Chronic hepatitis B (CHB) affects 400 million people worldwide and is a major cause of morbidity and mortality. Patients with CHB are at an increased risk of developing liver cirrhosis and its complications, such as hepatic decompensation and hepatocellular carcinoma (HCC), compared with matched controls from the normal population.1–5 During their lifetime, 25% to 40% of CHB patients will develop serious complications.5 Treatment of CHB aims at inactivation of liver disease as indicated by hepatitis B e antigen (HBeAg) seroconversion and disappearance of serum HBV DNA, measured by hybridization techniques. Spontaneous HBeAg seroconversion occurs in about 8–12 % per year.6–8 Interferon alfa (IFN) has been reported to increase the HBeAg seroconversion rate to 33%.8 Particularly for Caucasians, data on the long-term effects on disease progression and mortality are limited. To further evaluate factors that influence clinical outcome and survival, we performed a retrospective cohort study on all HBeAg positive CHB patients treated with IFN in our liver unit.


IFN, interferon alfa; CHB, chronic hepatitis B; HBeAg, hepatitis B e antigen; HBsAg, hepatitis B surface antigen; HCC, hepatocellular carcinoma; ALT, alanine aminotransferase; MU, megaunits.

Patients and Methods


Patients were identified through a search of our trial databases and our computerized hospital-wide patient information system. All HBeAg positive CHB patients treated with interferon between 1978 and 2002 were included in the study. CHB was documented by hepatitis B surface antigen (HBsAg) positivity for more than 6 months and by a liver biopsy. We identified a total of 165 HBeAg positive patients who were treated with IFN in our center. One hundred thirty-two patients participated in one or more trials9–16; the remaining 33 patients were treated electively. Sixty-two patients (38%) received treatment with nucleoside analogs as combination therapy with IFN (zidovudine, n = 12; acyclovir, n = 10; lamivudine, n = 40); one patient received two courses of combination therapy. Forty-eight nonresponders were retreated and received two or more courses of IFN. Patients were seen every 2–4 weeks during treatment. Thereafter patients were scheduled for visits every 3–12 months. Response was defined as loss of HBeAg at two consecutive measurements at least one month apart, during therapy or within 12 months after the end of the first IFN therapy. All other patients were considered nonresponders.

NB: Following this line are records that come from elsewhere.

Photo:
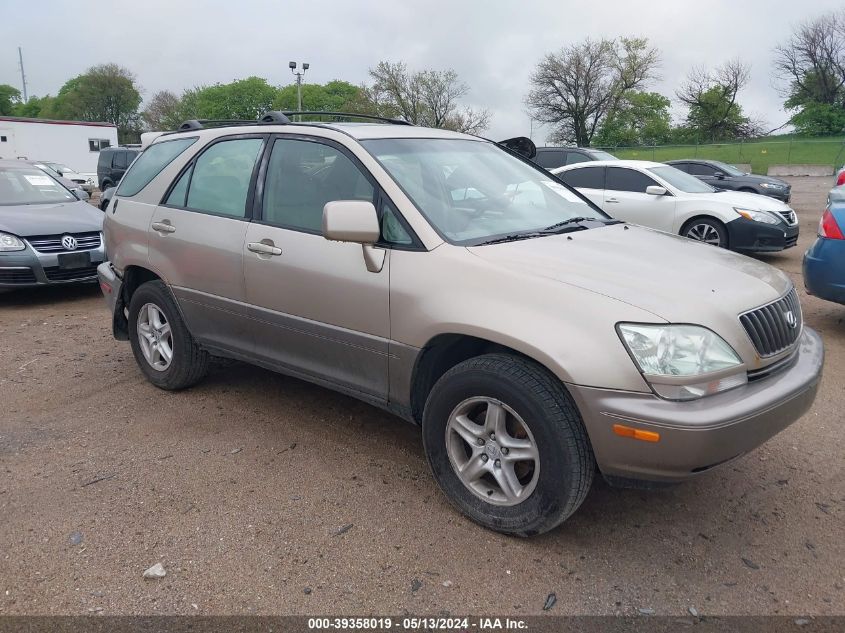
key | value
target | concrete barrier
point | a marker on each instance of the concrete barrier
(800, 170)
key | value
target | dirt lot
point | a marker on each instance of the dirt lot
(263, 494)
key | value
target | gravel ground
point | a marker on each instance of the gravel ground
(263, 494)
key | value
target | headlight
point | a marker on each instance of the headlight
(10, 243)
(757, 216)
(683, 362)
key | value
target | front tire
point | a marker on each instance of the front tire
(163, 347)
(707, 230)
(506, 443)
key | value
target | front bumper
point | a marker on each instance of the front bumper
(698, 435)
(756, 237)
(824, 270)
(30, 268)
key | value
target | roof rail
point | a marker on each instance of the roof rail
(277, 117)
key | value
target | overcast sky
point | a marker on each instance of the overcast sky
(492, 45)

Data were collected by review of patient records. We contacted all patients and asked them to return for evaluation and laboratory examination. If a patient could not be traced, relevant information was obtained from the patient's primary care physician. Data were collected on survival, occurrence of decompensated liver disease (defined as ascites, encephalopathy, variceal bleeding,or bilirubin >34 μmol/L), and HCC. For all patients who died, the exact date and cause of death were documented. Follow-up time was calculated from the start of IFN treatment until death or until the last visit. Secondary end points were occurrences of liver-disease-related complications (HCC, decompensated liver disease). For calculation of survival times, liver transplantation was combined with death. For 16 patients, no recent information was available. Only one of these patients had cirrhosis at the last biopsy, but minimal inflammatory activity. None of the patients lost to follow-up showed any signs of decompensated liver disease or HCC at the last visit.

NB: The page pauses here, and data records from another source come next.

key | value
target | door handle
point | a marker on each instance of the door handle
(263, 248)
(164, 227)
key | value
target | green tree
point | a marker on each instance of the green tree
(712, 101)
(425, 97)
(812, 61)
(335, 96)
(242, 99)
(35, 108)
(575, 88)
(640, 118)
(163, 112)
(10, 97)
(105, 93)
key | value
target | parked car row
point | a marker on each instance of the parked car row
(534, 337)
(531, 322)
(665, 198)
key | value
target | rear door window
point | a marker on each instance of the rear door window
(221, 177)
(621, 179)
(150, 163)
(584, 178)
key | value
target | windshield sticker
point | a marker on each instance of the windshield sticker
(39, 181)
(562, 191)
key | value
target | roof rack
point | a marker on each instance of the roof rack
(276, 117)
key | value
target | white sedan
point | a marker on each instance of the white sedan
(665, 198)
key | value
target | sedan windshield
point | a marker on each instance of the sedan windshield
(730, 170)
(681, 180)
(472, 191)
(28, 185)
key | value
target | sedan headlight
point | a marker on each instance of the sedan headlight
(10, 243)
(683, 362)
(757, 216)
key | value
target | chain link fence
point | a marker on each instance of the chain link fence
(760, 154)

We reviewed biochemical data (alanine aminotransferase [ALT], asparate aminotransferase, bilirubin, and albumin) and virological data from the patient records. These tests were routinely performed at each visit to our outpatient clinic. For measurement of HBV DNA, samples obtained pretreatment, one year posttreatment, and at follow-up were retested. HBV DNA was assessed by TaqMan real-time polymerase chain reaction assay17 (dynamic range, 373 – 1010 genome equivalents/mL, Eurohep standard). HBeAg, HBsAg, antibodies to HbeAg, and antibodies to HBsAg were measured using enzyme-linked immunnnosorbent assays or solid-phase radioimmunoassays (Abbott Laboratories, Abbott Park, IL). Liver biopsies were obtained at the start of therapy. For follow-up, the most recent liver biopsy was used. All liver biopsies were scored for inflammatory activity (combined score for portal inflammation and interface hepatitis) and fibrosis by two experienced pathologists using predefined criteria. Inflammatory activity was scored as none (0), minimal (1), mild (2), moderate (3), and severe (4). Fibrosis was scored as none (0), mild (1), moderate (2), severe (3), probable cirrhosis (4), and cirrhosis (5).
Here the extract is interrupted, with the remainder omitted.